“Oh! my brother is going to give notice,” said Madame Lorilleux quickly. “That shop’s ruined.”

They had been working upon Coupeau. Everyone was urging him to give up the lease. Madame Lerat herself, who had been on very good terms with Lantier and Virginie for some time past, and who was tickled with the idea that they were a trifle smitten with each other, talked of bankruptcy and prison, putting on the most terrified airs. And suddenly, the zinc-worker, already overdosed with liquor, flew into a passion, his emotion turned to fury.

“Listen,” cried he, poking his nose in his wife’s face; “I intend that you shall listen to me! Your confounded head will always have its own way. But, this time, I intend to have mine, I warn you!”

“Ah! well,” said Lantier, “one never yet brought her to reason by fair words; it wants a mallet to drive it into her head.”

For a time they both went on at her. Meanwhile, the Brie was quickly disappearing and the wine bottles were pouring like fountains. Gervaise began to weaken under this persistent pounding. She answered nothing, but hurried herself, her mouth ever full, as though she had been very hungry. When they got tired, she gently raised her head and said:

“That’s enough, isn’t it? I don’t care a straw for the shop! I want no more of it. Do you understand? It can go to the deuce! All is over!”

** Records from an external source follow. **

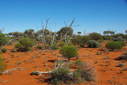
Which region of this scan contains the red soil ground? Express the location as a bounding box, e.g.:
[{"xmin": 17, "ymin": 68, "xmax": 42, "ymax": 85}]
[{"xmin": 0, "ymin": 46, "xmax": 127, "ymax": 85}]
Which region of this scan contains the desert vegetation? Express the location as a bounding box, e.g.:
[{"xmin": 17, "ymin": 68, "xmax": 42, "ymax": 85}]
[{"xmin": 0, "ymin": 25, "xmax": 127, "ymax": 85}]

Then they ordered some more bread and cheese and talked business. The Poissons took the rest of the lease and agreed to be answerable for the two quarters’ rent overdue. Boche, moreover, pompously agreed to the arrangement in the landlord’s name. He even then and there let a lodging to the Coupeaus—the vacant one on the sixth floor, in the same passage as the Lorilleuxs’ apartment. As for Lantier, well! He would like to keep his room, if it did not inconvenience the Poissons. The policeman bowed; it did not inconvenience him at all; friends always get on together, in spite of any difference in their political ideas. And Lantier, without mixing himself up any more in the matter, like a man who has at length settled his little business, helped himself to an enormous slice of bread and cheese; he leant back in his chair and ate devoutly, his blood tingling beneath his skin, his whole body burning with a sly joy, and he blinked his eyes to peep first at Gervaise, and then at Virginie.

“Hi! Old Bazouge!” called Coupeau, “come and have a drink. We’re not proud; we’re all workers.”

The four undertaker’s helpers, who had started to leave, came back to raise glasses with the group. They thought that the lady had weighed quite a bit and they had certainly earned a glass of wine. Old Bazouge gazed steadily at Gervaise without saying a word. It made her feel uneasy though and she got up and left the men who were beginning to show signs of being drunk. Coupeau began to sob again, saying he was feeling very sad.

That evening when Gervaise found herself at home again, she remained in a stupefied state on a chair. It seemed to her that the rooms were immense and deserted. Really, it would be a good riddance. But it was certainly not only mother Coupeau that she had left at the bottom of the hole in the little garden of the Rue Marcadet. She missed too many things, most likely a part of her life, and her shop, and her pride of being an employer, and other feelings besides, which she had buried on that day. Yes, the walls were bare, and her heart also; it was a complete clear out, a tumble into the pit. And she felt too tired; she would pick herself up again later on if she could.